A shake this time. “Research subject.”

My father was a geneticist who needed special clearance to do his job. He never discussed it with us. For all I know “research subject” could mean my father had stuck needles and scalpels into this beautiful specimen. Though if so, he’d obviously weathered it okay.

Remembering how he’d answered the first question I’d asked him, when I first heard him moving in the shadows, I asked, “Were you looking for me?”

He drained the mug and set it aside, and as he did the sleeve of his shirt lifted, revealing a tattoo that looked like Chinese characters. Half Chinese though I was, it might as well have been Greek. My father had tried to send me to a special school where I’d learn the things he didn’t have the time to teach me, and I’d flat out refused.

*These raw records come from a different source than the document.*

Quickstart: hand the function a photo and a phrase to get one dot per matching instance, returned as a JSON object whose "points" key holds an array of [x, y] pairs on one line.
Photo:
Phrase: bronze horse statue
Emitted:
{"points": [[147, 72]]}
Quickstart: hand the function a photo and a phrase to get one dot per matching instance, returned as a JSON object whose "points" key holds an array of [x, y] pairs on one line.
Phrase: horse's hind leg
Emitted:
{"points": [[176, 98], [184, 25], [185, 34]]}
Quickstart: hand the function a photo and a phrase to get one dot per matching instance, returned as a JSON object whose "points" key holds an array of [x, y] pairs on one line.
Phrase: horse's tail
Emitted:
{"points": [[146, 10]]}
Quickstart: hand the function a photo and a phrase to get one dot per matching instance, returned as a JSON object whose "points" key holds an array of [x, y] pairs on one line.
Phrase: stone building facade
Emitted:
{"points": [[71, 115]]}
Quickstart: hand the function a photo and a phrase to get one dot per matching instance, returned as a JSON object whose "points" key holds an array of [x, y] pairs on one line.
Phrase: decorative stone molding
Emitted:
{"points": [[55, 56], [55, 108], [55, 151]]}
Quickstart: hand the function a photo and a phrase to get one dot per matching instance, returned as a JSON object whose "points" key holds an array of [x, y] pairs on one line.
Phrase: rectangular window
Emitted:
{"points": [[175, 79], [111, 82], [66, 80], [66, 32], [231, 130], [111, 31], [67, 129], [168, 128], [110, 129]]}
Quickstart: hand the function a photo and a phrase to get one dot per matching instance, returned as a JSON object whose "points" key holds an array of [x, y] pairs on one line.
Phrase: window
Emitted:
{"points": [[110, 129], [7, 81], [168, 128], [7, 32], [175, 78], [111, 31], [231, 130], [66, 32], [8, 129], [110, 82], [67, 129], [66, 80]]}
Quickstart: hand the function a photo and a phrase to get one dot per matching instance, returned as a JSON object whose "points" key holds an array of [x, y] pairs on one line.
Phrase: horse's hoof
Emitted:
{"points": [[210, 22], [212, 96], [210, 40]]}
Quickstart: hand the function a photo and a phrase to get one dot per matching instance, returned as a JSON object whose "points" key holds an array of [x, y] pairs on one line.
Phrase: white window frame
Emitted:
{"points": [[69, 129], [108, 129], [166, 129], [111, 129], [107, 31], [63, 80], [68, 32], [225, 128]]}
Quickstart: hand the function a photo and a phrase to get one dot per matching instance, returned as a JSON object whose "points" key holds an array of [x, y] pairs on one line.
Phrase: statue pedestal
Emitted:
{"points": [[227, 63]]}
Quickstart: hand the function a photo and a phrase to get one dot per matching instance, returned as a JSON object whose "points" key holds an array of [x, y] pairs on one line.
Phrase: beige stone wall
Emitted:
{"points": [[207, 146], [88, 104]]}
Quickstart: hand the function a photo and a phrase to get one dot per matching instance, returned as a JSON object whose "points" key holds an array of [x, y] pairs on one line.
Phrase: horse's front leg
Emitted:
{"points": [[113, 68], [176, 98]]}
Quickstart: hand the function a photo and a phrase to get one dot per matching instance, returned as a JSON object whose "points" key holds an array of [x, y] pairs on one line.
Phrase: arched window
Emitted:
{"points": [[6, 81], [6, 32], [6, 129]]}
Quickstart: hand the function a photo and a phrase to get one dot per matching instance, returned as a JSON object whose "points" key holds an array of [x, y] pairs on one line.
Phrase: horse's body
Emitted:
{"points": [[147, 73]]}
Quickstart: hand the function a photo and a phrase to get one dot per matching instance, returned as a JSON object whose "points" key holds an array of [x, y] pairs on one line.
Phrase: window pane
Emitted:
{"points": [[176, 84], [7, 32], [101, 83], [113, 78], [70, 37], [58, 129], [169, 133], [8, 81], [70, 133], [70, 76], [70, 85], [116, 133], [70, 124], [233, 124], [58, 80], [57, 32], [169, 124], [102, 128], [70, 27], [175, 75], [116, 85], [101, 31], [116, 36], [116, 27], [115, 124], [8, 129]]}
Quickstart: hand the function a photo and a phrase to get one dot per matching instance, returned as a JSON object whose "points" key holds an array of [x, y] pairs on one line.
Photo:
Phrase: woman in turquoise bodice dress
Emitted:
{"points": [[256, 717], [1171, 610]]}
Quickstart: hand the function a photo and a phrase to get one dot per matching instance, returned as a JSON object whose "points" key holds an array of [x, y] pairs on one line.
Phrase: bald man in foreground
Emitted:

I didn’t want to communicate with Chinese people. I didn’t want to communicate with any people. I just wanted to draw.  

“I had no need to look for you,” Red replied. “I’ve been following you for four years.”

I’m so shocked this time that my jaw can’t even drop. Petrificus totalus. I watch, helpless, as he bends over me and covers my eyes with a hand nearly the size of my face. Then the lights inside my head go out too.